You, however, have been mistaken in every single critical instance.

November 2, 2018 9:45 pm

Jesse Fell:

You state that CO2 doesn’t wash out of the air like SO2 does.

Yes, SO2 will wash out of the air from an INTERMITTENT source, but essentially all anthropogenic sources, such as power plants, factories, foundries, home heating units, shipping, etc., etc. are continuous sources, so that anything that is washed out is immediately replaced, giving most anthropogenic SO2 aerosols an essentially infinite lifetime.

You also say that “I don’t understand some people’s need to deny this basic science”

As Karl Popper wrote, Scientific theories must be falsifiable (that is, empirically testable), and that prediction was the gold standard for their validation”.

The greenhouse gas hypothesis fails on both counts: it is not empirically testable, and it cannot make accurate temperature predictions.
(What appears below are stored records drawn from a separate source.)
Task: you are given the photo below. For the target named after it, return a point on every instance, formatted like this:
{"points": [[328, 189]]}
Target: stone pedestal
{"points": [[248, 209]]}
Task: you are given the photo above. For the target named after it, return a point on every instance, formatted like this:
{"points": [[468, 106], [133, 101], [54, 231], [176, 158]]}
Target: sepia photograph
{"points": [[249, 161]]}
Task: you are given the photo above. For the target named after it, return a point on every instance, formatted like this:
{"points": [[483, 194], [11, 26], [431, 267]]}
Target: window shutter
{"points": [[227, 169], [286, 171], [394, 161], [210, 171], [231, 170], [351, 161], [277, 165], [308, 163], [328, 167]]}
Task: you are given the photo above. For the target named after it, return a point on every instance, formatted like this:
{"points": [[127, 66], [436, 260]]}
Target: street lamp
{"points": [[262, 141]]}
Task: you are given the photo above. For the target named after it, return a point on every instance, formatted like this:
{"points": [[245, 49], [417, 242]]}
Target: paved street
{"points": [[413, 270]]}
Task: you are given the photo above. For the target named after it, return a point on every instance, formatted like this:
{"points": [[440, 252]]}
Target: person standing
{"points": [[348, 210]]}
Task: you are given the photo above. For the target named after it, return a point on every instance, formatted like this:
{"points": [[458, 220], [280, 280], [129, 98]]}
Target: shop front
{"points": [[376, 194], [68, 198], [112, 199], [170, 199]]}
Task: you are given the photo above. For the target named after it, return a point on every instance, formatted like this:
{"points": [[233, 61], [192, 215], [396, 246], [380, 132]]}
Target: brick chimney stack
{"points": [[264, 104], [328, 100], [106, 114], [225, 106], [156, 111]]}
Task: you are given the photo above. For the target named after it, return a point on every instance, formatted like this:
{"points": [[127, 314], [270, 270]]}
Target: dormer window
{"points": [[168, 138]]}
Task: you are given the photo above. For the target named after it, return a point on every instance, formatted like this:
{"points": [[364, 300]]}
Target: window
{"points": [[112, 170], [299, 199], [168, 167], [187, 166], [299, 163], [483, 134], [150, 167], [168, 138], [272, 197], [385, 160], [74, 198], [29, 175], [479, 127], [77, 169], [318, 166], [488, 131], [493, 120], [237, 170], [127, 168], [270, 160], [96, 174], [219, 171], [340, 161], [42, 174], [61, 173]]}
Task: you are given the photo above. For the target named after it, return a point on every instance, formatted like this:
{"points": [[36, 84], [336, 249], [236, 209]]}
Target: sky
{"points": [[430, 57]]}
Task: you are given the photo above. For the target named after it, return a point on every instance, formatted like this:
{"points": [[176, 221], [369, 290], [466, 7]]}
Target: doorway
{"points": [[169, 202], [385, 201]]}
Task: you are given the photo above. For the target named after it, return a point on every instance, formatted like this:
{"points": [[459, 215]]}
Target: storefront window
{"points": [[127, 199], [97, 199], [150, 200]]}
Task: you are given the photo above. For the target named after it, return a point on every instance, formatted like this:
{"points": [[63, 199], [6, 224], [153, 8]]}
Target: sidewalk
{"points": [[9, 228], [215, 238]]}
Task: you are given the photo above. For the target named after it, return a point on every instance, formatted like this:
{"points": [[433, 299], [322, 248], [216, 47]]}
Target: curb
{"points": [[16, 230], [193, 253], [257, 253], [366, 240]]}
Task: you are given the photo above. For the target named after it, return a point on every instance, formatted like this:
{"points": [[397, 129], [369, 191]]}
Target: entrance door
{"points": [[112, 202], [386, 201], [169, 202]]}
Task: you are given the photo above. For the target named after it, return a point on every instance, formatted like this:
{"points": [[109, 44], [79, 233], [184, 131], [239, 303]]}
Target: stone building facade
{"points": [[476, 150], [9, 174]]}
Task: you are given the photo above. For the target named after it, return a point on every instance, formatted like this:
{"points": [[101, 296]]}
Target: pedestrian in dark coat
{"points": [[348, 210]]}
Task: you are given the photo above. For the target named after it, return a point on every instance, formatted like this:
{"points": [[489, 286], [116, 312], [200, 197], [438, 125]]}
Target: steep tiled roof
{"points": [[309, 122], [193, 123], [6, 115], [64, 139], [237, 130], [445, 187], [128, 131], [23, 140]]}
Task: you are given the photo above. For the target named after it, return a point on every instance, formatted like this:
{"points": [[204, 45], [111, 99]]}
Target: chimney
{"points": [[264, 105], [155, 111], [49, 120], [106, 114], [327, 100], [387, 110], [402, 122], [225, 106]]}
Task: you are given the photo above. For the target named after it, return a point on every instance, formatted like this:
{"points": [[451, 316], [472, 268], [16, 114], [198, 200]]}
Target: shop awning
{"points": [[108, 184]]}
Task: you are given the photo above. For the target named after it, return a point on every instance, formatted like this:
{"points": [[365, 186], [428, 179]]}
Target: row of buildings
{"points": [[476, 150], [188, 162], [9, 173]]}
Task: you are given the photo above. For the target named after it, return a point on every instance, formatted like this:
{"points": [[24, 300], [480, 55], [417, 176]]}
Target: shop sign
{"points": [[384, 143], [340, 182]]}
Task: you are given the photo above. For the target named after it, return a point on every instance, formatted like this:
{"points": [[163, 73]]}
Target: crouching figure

As such, it cannot be called “basic science”, just sheer speculation.

On the other hand, temperature changes due to changing levels of SO2 aerosol emissions has been empirically tested, and validated, and temperature changes resulting from different levels of SO2 aerosol emissions can be predicted: .02 deg. C. of change for each net Megaton of change in global SO2 aerosol emissions, either volcanic or anthropogenic.

Joe
November 4, 2018 1:39 pm

Since when did the abortionists.. excuse me.. climate reality deniers care about people dying?